I know it doesn’t sound so bad, and maybe (surely) I am overdramatizing, but this really broke me. At one point I was ready to cry. My eyes were all wet and swollen. I was tired, on schedule and performing a task that didn’t even belong to me. I felt cornered, I felt out of place, I felt exhausted, and kicked when I was down. And I saw myself, doing something, not only I didn’t care for, but I plain hated and was not even my job.

And in this smoothie of exhaustion and bitterness, I was being subtly manipulated. I left when the clock hit exactly three o’clock, I quickly said goodbye to whoever I found on my way out and I left.

I couldn’t help but wonder which lesson was the universe teaching me. In that primal tidal wave, I felt everything at once, but now that the feelings were withering, some lucidity took over, and I was reasoning with myself.

The universe might have tried to teach me humility. More often than not, the layers of irony I have constructed to protect myself from the world confuse me. This requires a reality check, sop I remember where I stand, where I come from. This makes me aware of my privileges and reminds me that every single circumstance can change. I won’t get cocky.

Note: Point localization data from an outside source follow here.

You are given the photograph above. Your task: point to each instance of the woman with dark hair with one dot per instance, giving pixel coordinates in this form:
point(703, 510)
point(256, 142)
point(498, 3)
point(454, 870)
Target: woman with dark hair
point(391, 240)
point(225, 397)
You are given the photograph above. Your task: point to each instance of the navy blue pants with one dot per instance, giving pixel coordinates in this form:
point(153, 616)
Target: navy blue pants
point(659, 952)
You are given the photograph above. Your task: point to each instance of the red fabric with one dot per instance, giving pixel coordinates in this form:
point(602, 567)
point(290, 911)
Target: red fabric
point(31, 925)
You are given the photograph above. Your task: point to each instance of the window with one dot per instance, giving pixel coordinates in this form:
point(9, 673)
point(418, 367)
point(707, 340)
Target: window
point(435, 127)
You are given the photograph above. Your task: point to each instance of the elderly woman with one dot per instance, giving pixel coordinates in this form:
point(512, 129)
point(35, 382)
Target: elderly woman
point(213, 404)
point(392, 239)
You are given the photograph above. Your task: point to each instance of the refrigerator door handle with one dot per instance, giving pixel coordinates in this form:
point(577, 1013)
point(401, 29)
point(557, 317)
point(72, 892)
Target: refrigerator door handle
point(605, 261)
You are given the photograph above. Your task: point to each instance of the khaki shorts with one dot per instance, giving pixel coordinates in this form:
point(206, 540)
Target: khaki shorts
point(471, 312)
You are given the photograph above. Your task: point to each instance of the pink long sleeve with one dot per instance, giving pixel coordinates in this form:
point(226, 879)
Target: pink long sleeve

The universe might have tried to teach me serenity. Even in the worst days, in the lowest lows, I should not get nasty. I speak in poetry and many times; I am not aware of the pain words are able to inflict. I am reasonably immunized from the idea others might create inside their brains of myself (I broke those chains long time ago), but not everyone is walking the path at the same peace. I need to be conscious of the words I use, what may seem big at first becomes small afterwards. Nothing is that important.

The universe might have been connecting me with the working class. Changing careers feels like jumping into an abyss. Working and studying is very taxing, and when everything is ending and all the pieces are falling in place, I sort of hoped for a magic door to appear from thin air to my next corporate job. Surprise, it does not work that way. Maybe this lesson is teaching me how unfair our system is, and how the hardest jobs are left for those who are in the most vulnerable positions. Never look down on cleaners or service workers. I will always look at them in the eyes and try to make their day better.

The universe taught me that I am doing much better than I thought I was, and that even when everything looks fucked, I should always stand up for myself. No matter how messy it gets, no matter how angry people will get.

I will listen to the voice saying; I am better than this.